The output unit 1230 may output information on a state of the aerosol generating device 1200 and provide the information to a user. The output unit 1230 may include at least one of a display unit 1232, a haptic unit 1234, and a sound output unit 1236, but is not limited thereto. When the display unit 1232 and a touch pad form a layered structure to form a touch screen, the display unit 1232 may also be used as an input device in addition to an output device.

The display unit 1232 may visually provide information about the aerosol generating device 1200 to the user. For example, information about the aerosol generating device 1200 may mean various pieces of information, such as a charging/discharging state of the battery 1240 of the aerosol generating device 1200, a preheating state of the heater 1250, an insertion/removal state of an aerosol generating article, or a state in which the use of the aerosol generating device 1200 is restricted (e.g., sensing of an abnormal object), or the like, and the display unit 1232 may output the information to the outside. The display unit 1232 may be, for example, a liquid crystal display panel (LCD), an organic light-emitting diode (OLED) display panel, or the like. In addition, the display unit 1232 may be in the form of a light-emitting diode (LED) light-emitting device.
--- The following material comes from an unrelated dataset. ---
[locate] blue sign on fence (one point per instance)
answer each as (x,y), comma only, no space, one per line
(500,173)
The haptic unit 1234 may tactilely provide information about the aerosol generating device 1200 to the user by converting an electrical signal into a mechanical stimulus or an electrical stimulus. For example, the haptic unit 1234 may include a motor, a piezoelectric element, or an electrical stimulation device.

The sound output unit 1236 may audibly provide information about the aerosol generating device 1200 to the user. For example, the sound output unit 1236 may convert an electrical signal into a sound signal and output the same to the outside.
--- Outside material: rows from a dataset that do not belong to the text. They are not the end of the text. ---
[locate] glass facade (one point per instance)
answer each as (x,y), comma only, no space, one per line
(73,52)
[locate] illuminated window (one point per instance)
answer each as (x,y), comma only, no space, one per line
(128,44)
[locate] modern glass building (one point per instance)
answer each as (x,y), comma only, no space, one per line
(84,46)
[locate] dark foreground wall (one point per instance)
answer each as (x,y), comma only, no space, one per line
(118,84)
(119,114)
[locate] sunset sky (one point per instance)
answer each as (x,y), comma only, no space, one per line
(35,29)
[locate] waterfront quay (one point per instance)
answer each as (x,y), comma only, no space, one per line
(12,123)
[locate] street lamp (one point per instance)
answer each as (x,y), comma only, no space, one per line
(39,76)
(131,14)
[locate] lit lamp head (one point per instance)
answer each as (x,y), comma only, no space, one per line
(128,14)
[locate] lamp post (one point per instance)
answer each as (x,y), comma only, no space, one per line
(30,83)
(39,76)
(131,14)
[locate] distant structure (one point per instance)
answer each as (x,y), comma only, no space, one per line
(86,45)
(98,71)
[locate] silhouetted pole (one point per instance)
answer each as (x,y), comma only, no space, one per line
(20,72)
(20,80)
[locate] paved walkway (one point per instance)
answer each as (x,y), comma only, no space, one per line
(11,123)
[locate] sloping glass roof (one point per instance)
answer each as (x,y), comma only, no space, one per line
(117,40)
The battery 1240 may supply power used to operate the aerosol generating device 1200. The battery 1240 may supply power such that the heater 1250 may be heated. In addition, the battery 1240 may supply power required for operations of other components (e.g., the sensing unit 1220, the output unit 1230, the user input unit 1260, the memory 1270, and the communication unit 1280) in the aerosol generating device 1200. The battery 1240 may be a rechargeable battery or a disposable battery. For example, the battery 1240 may be a lithium polymer (LiPoly) battery, but is not limited thereto.
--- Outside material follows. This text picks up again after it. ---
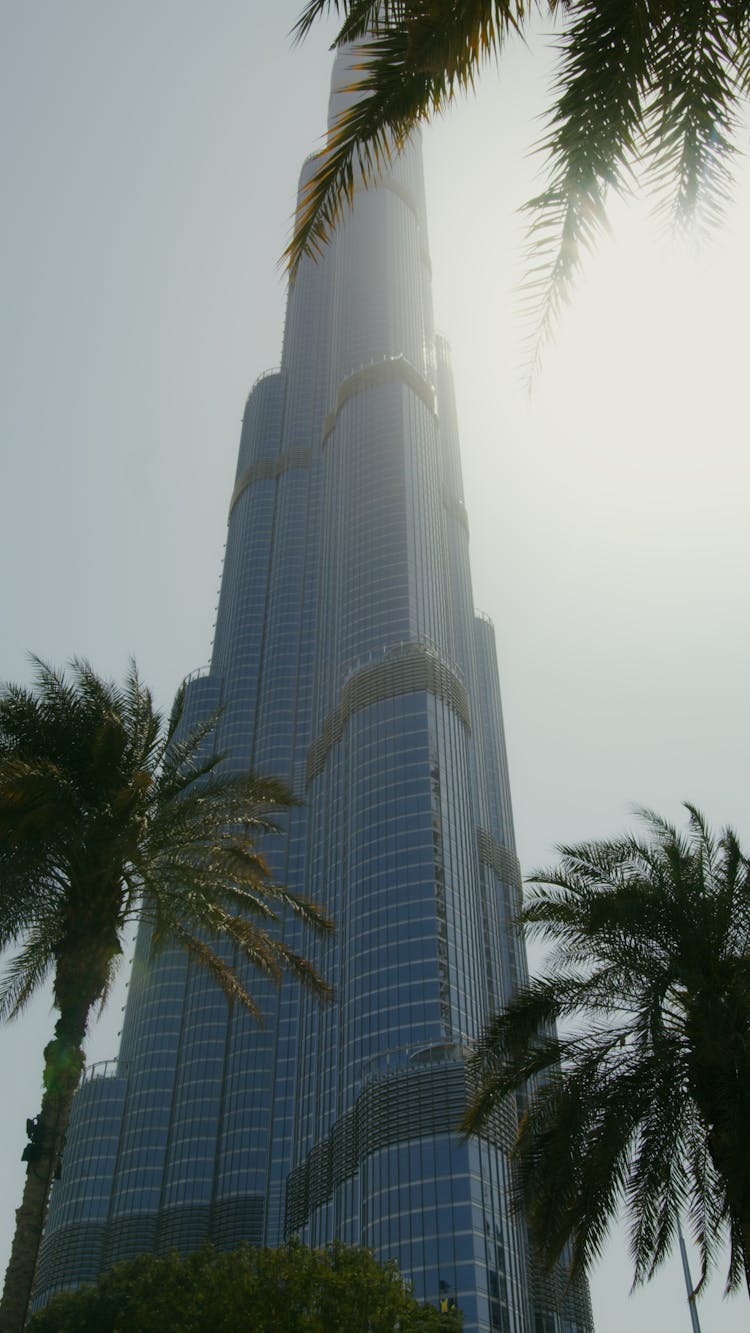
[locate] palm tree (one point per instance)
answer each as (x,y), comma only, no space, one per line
(108,816)
(657,85)
(644,1096)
The heater 1250 may receive power from the battery 1240 to heat an aerosol generating material. Although not illustrated in FIG. 12, the aerosol generating device 1200 may further include a power conversion circuit (e.g., a direct current (DC)/DC converter) that converts power of the battery 1240 and supplies the same to the heater 1250. In addition, when the aerosol generating device 1200 generates aerosols in an induction heating method, the aerosol generating device 1200 may further include a DC/alternating current (AC) that converts DC power of the battery 1240 into AC power.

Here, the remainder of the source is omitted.